Ma’aden Corporate is responsible for the effective management and governance of the Group. This includes funding of subsidiaries and jointly controlled entities that carry out various projects related to all stages of the mining industry. The Group’s operations and business are structured into three strategic business units (SBUs) for efficient management:
- Phosphate and industrial minerals
- Gold and base metals
MIC is responsible for the development, construction and delivery of services to Ma’aden entities in the Ras Al Khair area, principally the phosphate and aluminium operations. The Ma’aden organizational structure shows how the business segments and corporate functions are structured.
The Board of Directors of Ma’aden sets the strategic direction for “the Group” and oversees its policies and practices. The Board has introduced and empowered effective internal GRC mechanisms with the goal of enhancing the Group’s financial health and stakeholder relationships, reducing risks and protecting the rights of stakeholders. Integrity, transparency and ethics are the key principles that drive our commitment to GRC.
The General Assembly (GA) is the platform where shareholders exercise their voting rights. Shareholder consent is required for key decisions such as the approval of:
- The consolidated financial statements
- The Board of Directors’ report about the Group’s activities and performance each year
- The Board of Directors’ recommendations on dividend payments
- The election of Board and audit committee members
- Amendments to the Articles of Association
- Appointment of external auditors, and
- Raising of capital.
We hold the GA of shareholders in the first quarter of every year. Extraordinary General Assembly meetings are held when necessary.

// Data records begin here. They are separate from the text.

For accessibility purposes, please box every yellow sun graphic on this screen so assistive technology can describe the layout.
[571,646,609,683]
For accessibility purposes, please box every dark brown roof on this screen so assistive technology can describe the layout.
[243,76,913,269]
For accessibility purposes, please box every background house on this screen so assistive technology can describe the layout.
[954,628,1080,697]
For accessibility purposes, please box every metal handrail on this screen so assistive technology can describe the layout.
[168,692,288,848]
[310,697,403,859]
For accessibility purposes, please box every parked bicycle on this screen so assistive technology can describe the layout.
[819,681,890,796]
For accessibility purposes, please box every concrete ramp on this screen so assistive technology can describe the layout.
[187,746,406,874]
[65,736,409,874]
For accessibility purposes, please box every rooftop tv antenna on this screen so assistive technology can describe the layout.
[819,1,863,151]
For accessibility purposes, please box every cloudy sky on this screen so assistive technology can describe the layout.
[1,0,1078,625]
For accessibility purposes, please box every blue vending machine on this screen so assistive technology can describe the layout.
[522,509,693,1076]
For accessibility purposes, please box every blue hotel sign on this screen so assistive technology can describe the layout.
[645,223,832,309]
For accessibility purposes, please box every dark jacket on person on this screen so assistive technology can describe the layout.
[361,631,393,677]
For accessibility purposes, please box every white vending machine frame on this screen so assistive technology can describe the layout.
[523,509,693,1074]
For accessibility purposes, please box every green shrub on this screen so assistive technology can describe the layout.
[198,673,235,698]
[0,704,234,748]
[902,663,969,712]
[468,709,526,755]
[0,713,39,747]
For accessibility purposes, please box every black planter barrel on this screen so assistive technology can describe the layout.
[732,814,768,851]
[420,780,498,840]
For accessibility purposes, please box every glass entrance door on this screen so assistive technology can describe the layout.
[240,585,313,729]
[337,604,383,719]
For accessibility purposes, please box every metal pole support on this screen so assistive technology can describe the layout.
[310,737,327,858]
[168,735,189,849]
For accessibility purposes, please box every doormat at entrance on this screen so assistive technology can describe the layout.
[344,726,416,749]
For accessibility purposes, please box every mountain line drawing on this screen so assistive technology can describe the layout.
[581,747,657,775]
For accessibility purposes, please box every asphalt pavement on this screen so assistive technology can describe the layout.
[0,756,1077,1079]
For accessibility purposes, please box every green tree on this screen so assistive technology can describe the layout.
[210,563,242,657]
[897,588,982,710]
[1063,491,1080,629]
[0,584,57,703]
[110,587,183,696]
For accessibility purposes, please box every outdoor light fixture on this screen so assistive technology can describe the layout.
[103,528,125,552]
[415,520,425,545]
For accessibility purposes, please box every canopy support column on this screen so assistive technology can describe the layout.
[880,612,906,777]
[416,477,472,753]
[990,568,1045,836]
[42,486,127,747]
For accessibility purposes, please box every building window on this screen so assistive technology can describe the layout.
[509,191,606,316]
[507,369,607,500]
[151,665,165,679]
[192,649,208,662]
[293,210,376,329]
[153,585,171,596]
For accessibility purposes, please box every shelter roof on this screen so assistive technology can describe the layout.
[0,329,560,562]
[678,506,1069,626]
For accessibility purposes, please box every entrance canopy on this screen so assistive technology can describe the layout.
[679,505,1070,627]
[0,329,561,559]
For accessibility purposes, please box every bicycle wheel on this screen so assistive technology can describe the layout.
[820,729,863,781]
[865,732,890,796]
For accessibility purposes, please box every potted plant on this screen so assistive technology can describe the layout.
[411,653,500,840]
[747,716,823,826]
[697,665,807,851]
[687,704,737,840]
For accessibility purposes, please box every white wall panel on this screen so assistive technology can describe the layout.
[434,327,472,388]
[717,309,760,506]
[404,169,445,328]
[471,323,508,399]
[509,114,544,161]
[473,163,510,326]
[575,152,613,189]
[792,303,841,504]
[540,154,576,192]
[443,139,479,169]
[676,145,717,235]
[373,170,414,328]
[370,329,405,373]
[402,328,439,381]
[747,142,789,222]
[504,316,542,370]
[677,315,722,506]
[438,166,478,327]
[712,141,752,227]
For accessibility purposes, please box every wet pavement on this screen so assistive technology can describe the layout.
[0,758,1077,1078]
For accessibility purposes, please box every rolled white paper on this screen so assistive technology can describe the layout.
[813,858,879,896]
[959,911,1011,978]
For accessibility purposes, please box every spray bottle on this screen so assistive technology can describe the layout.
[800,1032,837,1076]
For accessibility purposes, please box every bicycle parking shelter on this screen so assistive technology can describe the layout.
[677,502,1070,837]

Ma’aden fulfills all its obligations under the CMA’s corporate governance guidelines and the company by-laws.
Reconstitution of Board in 2016
Ma’aden’s Board of Directors consists of nine board members nominated by our shareholders. The tenure of Board members is three years. The Board includes the President and CEO of the Company appointed by the Saudi Government and four members representing the Saudi Government through the Public Investment Fund (PIF), which holds 50 percent of Ma’aden’s issued shares.
Our Board was reconstituted on April 28, 2016 in the wake of the Saudi Government’s announcement of Vision 2030 and NTP, which have assigned a major role for the mining industry in economic diversification and creation of new jobs.
The new Chairman of the Board is HE Khalid Bin Abdulaziz Al-Falih, Saudi Arabia’s Minister of Energy, Industry and Mineral Resources.
The new non-executive members of the Board are:
- Abdullah Bin Mohammed Al-Issa
- Lubna Bint Sulaiman Al-Olayan
- Abdullah Bin Ibrahim Al-Saadan.
The new independent members of the Board are:
- Azzam Bin Yasser Shalabi
- Dr Jean-Lou Chameau.
The new Board members replaced Mansour Bin Saleh Al-Maiman, HE Mohammed Bin Abdullah Al-Kharashi, Sultan Bin Jamal Shawli and Khalid Bin Hamad Al-Sanani, who represented PIF until April 28, 2016. The new Board members will complete the term of their predecessors.
The Board approved the resignation of outgoing Chairman Abdullah Bin Saif Al-Saif and Abdulaziz Bin Abdullah Al-Suqair, both Independent members, effective April 28, 2016. As per the Companies Law and Ma’aden’s Articles of Association, the appointments of the Chairman and new Board members will be presented to the GA for shareholders’ endorsement.